UN humanitarian co-ordinator Lise Grande on Wednesday (July 8th) warned that Yemen is once again on the brink of famine, as donor funds that averted catastrophe just 18 months ago have dried up.
The ongoing war and the novel coronavirus (COVID-19) pandemic have triggered new waves of displacement and rising food prices.
Yemen is already gripped by what the UN calls the world's worst humanitarian crisis, with tens of thousands killed, an estimated four million people displaced by war and 80% of its 29 million people dependent on aid for their survival.
In an interview from Sanaa, Grande told AFP that critical programmes providing sanitation, healthcare and food were already closing down because of a lack of cash, just as the economic situation is looking "scarily similar".
A critical fuel shortage, for which the Iran-backed Houthis (Ansarallah) and the government are trading blame, is now threatening the operation of the electricity grid, water supply, and key infrastructure like hospitals.
"Ships are not being allowed to bring in life-saving commodities, the currency is depreciating very quickly. The central bank is out of money.

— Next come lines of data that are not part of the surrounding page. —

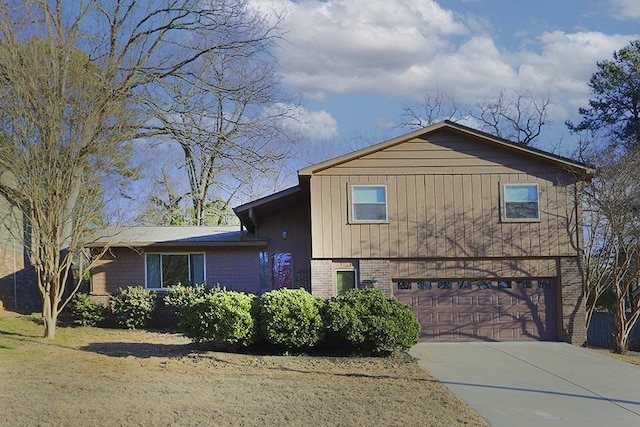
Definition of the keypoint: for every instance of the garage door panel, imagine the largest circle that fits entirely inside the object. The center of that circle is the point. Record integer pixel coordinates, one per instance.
(484, 314)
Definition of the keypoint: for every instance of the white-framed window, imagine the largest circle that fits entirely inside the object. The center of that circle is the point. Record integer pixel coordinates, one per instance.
(346, 278)
(164, 270)
(369, 203)
(520, 202)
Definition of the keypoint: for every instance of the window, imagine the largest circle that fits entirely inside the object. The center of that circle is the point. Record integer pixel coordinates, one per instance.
(345, 280)
(369, 203)
(164, 270)
(444, 284)
(424, 284)
(403, 285)
(521, 202)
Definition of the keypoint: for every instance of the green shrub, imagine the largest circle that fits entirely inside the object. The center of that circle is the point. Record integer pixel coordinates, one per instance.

The price of a basic food basket... has increased by 30% in just the past few weeks alone," she said.
Rising price of food
By late June, the cost of the "minimum food basket" -- what an average family would need to survive for one month -- had risen by as much as 35% in some areas, the UN Office for the Co-ordination of Humanitarian Affairs (OCHA) said.
At the same time, the purchasing power of the Yemeni riyal has fallen.
The food basket includes wheat flour, beans, cooking oil, salt and sugar, along with hand-washing soap, laundry detergent, sanitary napkins and water.
According to the Food and Agriculture Organisation (FAO), the cost of the food basket rose by 36% in Sanaa, 12% in Lahj, 10% in Taez and 10% in Socotra, as the pandemic impacted prices in Yemen and the cost of imported food.
The FAO said it expects food prices to continue to rise until at least September, mostly due to the continued depreciation of the currency.
"The rise in the price of the food basket in Yemen is the result of five years of war," Studies and Economic Media Centre chairman Mustafa Nasr told Al-Mashareq.
The purchasing power of the Yemeni riyal has fallen amid "the oil derivative crisis and other economic challenges brought on by the war", he said.
According to the International Organisation for Migration (IOM), more than 100,000 people have been displaced in Yemen since the beginning of this year due to the fighting and the coronavirus outbreak.
Impact of the conflict
The combatants have acted "without respect for international humanitarian law that urges parties to conflicts to protect civilians and provide the necessary services", said lawyer and human rights activist Huda al-Sarari.
The conflict does not justify "the failure and negligence of the parties to the conflict to fulfill their obligations towards the citizens in the areas under their control, especially in view of the COVID-19 pandemic", she told Al-Mashareq.
Yemen lacks the ability to implement the health measures needed to tackle the virus, she said, which was one of the causes of displacement in some areas.
The massive wave of displacement "reflects the impact of the conflict and military clashes, and of the coronavirus outbreak", Deputy Minister of Human Rights Nabil Abdul Hafeez told Al-Mashareq.
"The number of internally displaced persons (IDPs) totals about four million, an enormous number that necessitates the redoubling of efforts on the part of UN organisations to help them and alleviate their suffering," he said.
A parallel effort to foster peace is also needed, he added.
One of the war's human tragedies is the scale of the displacement in Yemen, Nasr said.
Aiding the displaced population must be "a priority for all sides" in light of the high cost of living and growing number of IDPs, he said.